Several studies have attempted to quantify the financial impact of hearing loss23. A retrospective cohort study in the United States found that the benefits of introducing hearing aids to people who self-report hearing loss are reduced likelihood of emergency room visits and hospitalizations, and reduced Medicare spending17. However, the use of a hearing aid resulted in more visits to the doctor and higher overall health care spending and additional costs17. Another study suggested that providing hearing aids ultimately adds value to the healthcare system and net savings to the Medicare program24. After 2015, people with severe to profound hearing loss could receive a hearing aid grant covering the cost of a single hearing aid under South Korea’s national insurance system. It will be important to monitor whether the expansion of hearing aid provision reduces the loss of quality of life associated with hearing impairment in terms of access to the medical system and leads to a reduction in overall medical expenditure, and this information should be considered for any future changes to provision of hearing aids. Finally, the introduction of a hearing aid does not necessarily mean regular use of the hearing aid14.25. Proper hearing aid fitting, testing, and counseling are important to create an appropriate and effective hearing rehabilitation environment26.

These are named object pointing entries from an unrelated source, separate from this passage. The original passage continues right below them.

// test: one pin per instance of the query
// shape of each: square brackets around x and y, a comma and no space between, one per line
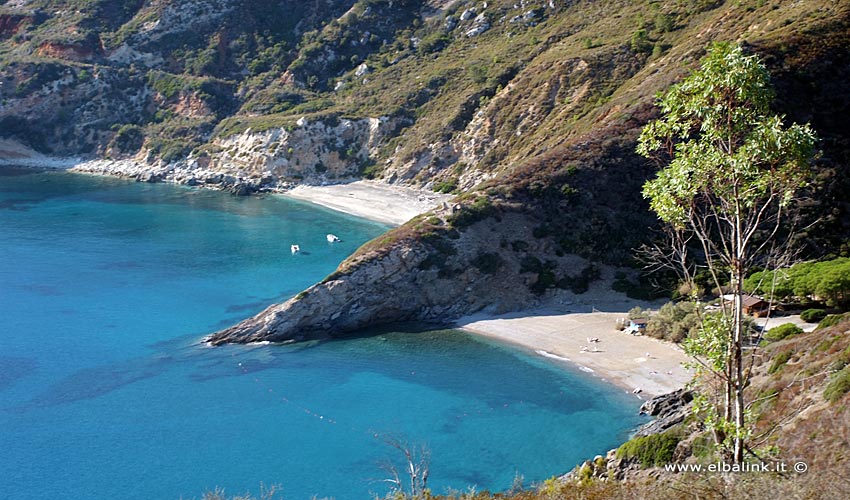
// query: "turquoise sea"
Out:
[106,287]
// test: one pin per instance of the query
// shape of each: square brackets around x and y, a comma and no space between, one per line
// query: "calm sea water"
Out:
[106,286]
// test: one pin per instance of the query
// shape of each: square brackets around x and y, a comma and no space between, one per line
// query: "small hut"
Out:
[637,326]
[754,306]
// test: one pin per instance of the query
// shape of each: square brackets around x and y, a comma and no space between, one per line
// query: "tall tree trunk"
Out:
[737,379]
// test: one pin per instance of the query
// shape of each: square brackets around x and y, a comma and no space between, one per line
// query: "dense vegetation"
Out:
[828,281]
[540,110]
[534,117]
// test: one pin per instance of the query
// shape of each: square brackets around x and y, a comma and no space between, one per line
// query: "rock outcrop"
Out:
[669,410]
[420,277]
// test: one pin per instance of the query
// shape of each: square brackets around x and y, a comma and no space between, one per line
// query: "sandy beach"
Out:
[371,200]
[631,362]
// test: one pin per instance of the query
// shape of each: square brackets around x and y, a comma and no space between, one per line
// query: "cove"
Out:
[106,287]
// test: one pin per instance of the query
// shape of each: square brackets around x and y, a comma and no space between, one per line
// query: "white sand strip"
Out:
[372,200]
[631,362]
[14,153]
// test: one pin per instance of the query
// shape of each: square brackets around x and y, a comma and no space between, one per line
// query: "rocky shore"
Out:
[188,173]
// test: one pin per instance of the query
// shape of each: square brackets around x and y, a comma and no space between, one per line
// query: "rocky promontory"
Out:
[429,271]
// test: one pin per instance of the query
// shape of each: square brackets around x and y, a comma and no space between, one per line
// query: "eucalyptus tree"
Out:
[730,173]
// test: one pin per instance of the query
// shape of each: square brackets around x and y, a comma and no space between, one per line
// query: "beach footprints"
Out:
[296,249]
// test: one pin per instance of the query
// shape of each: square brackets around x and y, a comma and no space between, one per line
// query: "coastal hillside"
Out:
[527,111]
[799,391]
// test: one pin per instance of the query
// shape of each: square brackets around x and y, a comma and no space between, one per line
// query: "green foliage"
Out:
[128,139]
[726,103]
[782,331]
[733,169]
[674,322]
[828,280]
[580,283]
[832,320]
[838,386]
[482,208]
[779,361]
[434,42]
[813,315]
[652,450]
[446,186]
[640,42]
[711,341]
[488,262]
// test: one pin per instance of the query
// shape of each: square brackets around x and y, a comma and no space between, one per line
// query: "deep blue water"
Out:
[106,286]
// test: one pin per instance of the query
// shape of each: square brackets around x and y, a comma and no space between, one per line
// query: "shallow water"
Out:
[105,288]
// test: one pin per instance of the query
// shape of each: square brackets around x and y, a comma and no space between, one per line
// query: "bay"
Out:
[106,288]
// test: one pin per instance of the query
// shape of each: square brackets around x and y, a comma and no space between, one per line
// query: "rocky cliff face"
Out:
[434,274]
[272,160]
[527,110]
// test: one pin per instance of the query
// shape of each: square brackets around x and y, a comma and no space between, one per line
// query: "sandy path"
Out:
[628,361]
[372,200]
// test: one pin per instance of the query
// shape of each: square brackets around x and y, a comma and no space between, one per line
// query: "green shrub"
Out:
[813,315]
[838,386]
[128,139]
[832,320]
[779,361]
[470,214]
[652,450]
[782,331]
[447,186]
[487,263]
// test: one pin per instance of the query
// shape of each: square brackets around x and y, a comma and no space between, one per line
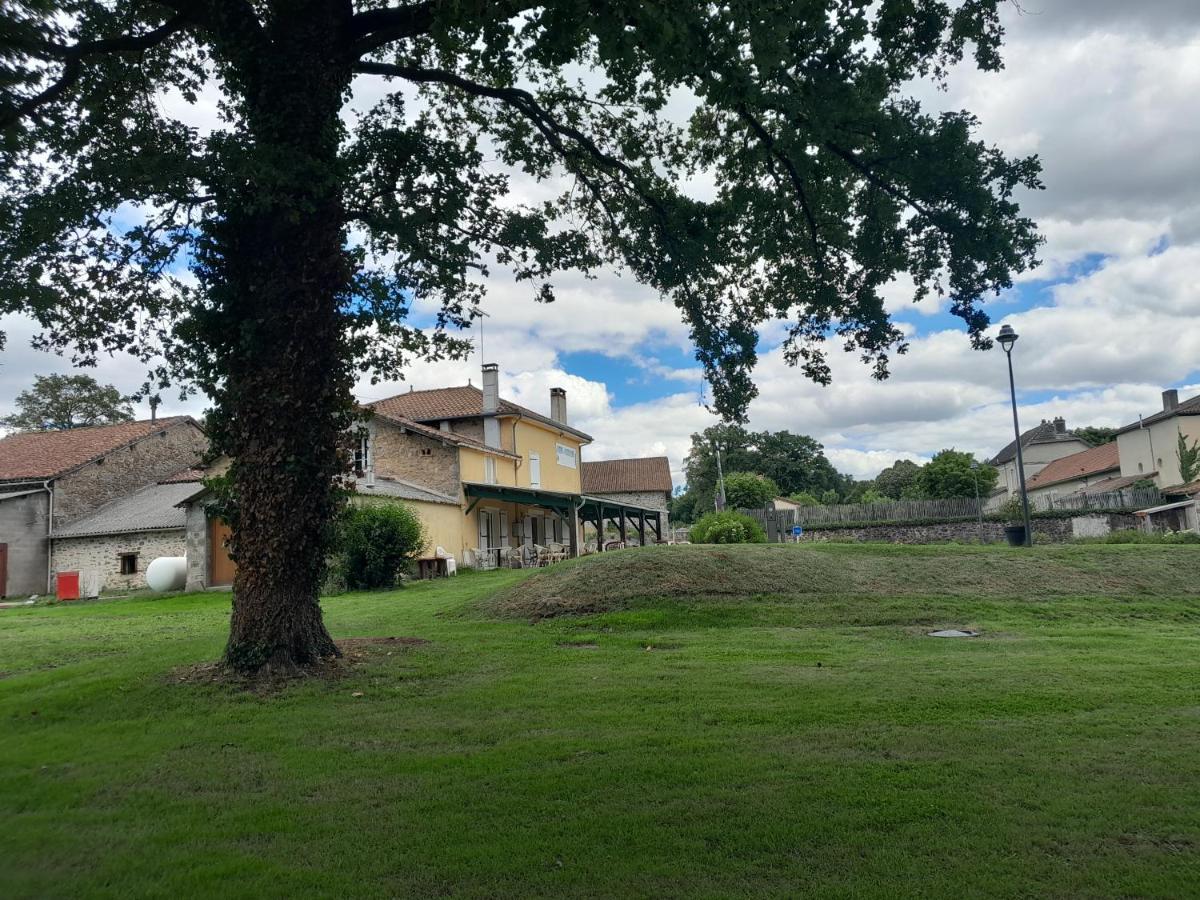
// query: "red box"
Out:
[69,586]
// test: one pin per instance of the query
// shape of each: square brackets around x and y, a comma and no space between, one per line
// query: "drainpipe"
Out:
[49,535]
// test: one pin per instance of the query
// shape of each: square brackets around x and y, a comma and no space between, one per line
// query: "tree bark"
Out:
[279,252]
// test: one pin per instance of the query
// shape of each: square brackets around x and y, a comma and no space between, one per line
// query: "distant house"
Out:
[1096,469]
[485,475]
[52,479]
[1149,447]
[1041,447]
[639,481]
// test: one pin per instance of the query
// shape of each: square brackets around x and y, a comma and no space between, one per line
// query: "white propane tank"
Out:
[167,574]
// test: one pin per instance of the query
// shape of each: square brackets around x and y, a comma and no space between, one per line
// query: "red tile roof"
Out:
[1084,463]
[461,402]
[46,454]
[451,437]
[643,473]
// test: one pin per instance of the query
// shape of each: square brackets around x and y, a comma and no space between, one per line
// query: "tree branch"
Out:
[528,106]
[72,58]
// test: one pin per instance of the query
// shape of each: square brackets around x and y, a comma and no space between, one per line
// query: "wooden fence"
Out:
[779,523]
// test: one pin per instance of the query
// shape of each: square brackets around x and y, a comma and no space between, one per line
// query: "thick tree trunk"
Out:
[286,399]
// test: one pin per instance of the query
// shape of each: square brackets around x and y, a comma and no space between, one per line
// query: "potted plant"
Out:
[1014,521]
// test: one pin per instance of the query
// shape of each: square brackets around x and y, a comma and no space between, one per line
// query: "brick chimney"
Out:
[558,405]
[491,403]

This study has the power of using nationwide population data to examine annual trends in the number of newly registered hearing impaired people in response to changes in hearing aid provision. It successfully identified changes in hearing aid adoption depending on the level of financial support. The study also has limitations, mainly related to the characteristics of the claims data, as they do not include physical examination data such as eardrum status and accurate hearing level. Because the national hearing impaired registration system only includes individuals with severe to profound hearing loss, the present study could not evaluate hearing aid use by individuals with mild to moderate hearing loss. These limitations could be overcome in the future by including other large medical data sources.
In summary, the expansion of Korea’s hearing aid provision system led to a dramatic increase in hearing disability registration and hearing aid adoption, indicating that before the introduction of realistic hearing aid provision, there were many unregistered or untreated hearing loss.